Archive for Wasserstein distance

Implicit maximum likelihood estimates

Posted in Statistics with tags , , , , , , , , , , on October 9, 2018 by xi'an

An ‘Og’s reader pointed me to this paper by Li and Malik, which made it to arXiv after not making it to NIPS. While the NIPS reviews were not particularly informative and strongly discordant, the authors point out in the comments that they are available for the sake of promoting discussion. (As made clear in earlier posts, I am quite supportive of this attitude! Disclaimer: I was not involved in an evaluation of this paper, neither for NIPS nor for another conference or journal!!) Although the paper does not seem to mention ABC in the setting of implicit likelihoods and generative models, there is a reference to the early (1984) paper by Peter Diggle and Richard Gratton that is often seen as the ancestor of ABC methods. The authors point out numerous issues with solutions proposed for parameter estimation in such implicit models. For instance, for GANs, they signal that “minimizing the Jensen-Shannon divergence or the Wasserstein distance between the empirical data distribution and the model distribution does not necessarily minimize the same between the true data distribution and the model distribution.” (Not mentioning the particular difficulty with Bayesian GANs.) Their own solution is the implicit maximum likelihood estimator, which picks the value of the parameter θ bringing a simulated sample the closest to the observed sample.

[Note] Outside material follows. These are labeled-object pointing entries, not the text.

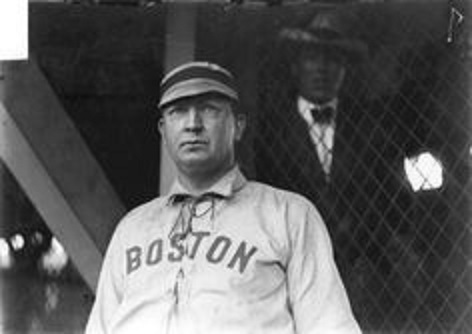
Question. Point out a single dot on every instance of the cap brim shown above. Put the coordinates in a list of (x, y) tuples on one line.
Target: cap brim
[(195, 87)]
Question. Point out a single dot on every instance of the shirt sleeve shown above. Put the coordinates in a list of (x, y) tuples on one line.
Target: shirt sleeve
[(318, 298), (109, 290)]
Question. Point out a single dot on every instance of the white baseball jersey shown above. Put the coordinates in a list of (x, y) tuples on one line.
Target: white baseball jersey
[(257, 261)]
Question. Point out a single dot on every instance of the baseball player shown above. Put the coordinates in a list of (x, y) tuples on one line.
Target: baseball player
[(218, 253)]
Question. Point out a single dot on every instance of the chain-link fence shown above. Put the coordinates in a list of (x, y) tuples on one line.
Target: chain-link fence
[(396, 198)]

Closest in the sense of the Euclidean distance between both samples. Or between the minimum of several simulated samples and the observed sample. (The modelling seems to imply the availability of n>1 observed samples.) They advocate using a stochastic gradient descent approach for finding the optimal parameter θ which presupposes that the dependence between θ and the simulated samples is somewhat differentiable. (And this does not account for using a min, which would make differentiation close to impossible.) The paper then meanders in a lengthy discussion as to whether maximising the likelihood makes sense, with a rather naïve view on why using the empirical distribution in a Kullback-Leibler divergence does not make sense! What does not make sense is considering the finite sample approximation to the Kullback-Leibler divergence with the true distribution in my opinion.

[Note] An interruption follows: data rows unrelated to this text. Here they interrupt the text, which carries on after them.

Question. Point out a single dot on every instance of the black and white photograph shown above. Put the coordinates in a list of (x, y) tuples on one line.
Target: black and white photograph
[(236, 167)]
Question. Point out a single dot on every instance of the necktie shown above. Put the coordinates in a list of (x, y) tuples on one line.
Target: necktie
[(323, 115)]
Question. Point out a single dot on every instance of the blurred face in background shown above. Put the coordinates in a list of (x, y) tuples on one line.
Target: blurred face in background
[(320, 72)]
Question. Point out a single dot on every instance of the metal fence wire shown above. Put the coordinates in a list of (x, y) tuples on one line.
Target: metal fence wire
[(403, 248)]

sliced Wasserstein estimation of mixtures

Posted in Books, pictures, R, Statistics with tags , , , , , , on November 28, 2017 by xi'an

A paper by Soheil Kolouri and co-authors was arXived last week about using Wasserstein distance for inference on multivariate Gaussian mixtures. The basic concept is that the parameter is estimated by minimising the p-Wasserstein distance to the empirical distribution, smoothed by a Normal kernel. As the general Wasserstein distance is quite costly to compute, the approach relies on a sliced version, which means computing the Wasserstein distance between one-dimensional projections of the distributions. Optimising over the directions is an additional computational constraint.

“To fit a finite GMM to the observed data, one is required to answer the following questions: 1) how to estimate the number of mixture components needed to represent the data, and 2) how to estimate the parameters of the mixture components.”

The paper contains a most puzzling comment opposing maximum likelihood estimation to minimum Wasserstein distance estimation on the basis that the later would not suffer from multimodality. This sounds incorrect as the multimodality of a mixture model (likelihood) stems from the lack of identifiability of the parameters. If all permutations of these parameters induce exactly the same distribution, they all stand at the same distance from the data distribution, whatever the distance is. Furthermore, the above tartan-like picture clashes with the representation of the log-likelihood of a Normal mixture, as exemplified by the picture below based on a 150 sample with means 0 and 2, same unit variance, and weights 0.3 and 0.7, which shows a smooth if bimodal structure:And for the same dataset, my attempt at producing a Wasserstein “energy landscape” does return a multimodal structure (this is the surface of minus the logarithm of the 2-Wasserstein distance):“Jin et al. proved that with random initialization, the EM algorithm will converge to a bad critical point with high probability.”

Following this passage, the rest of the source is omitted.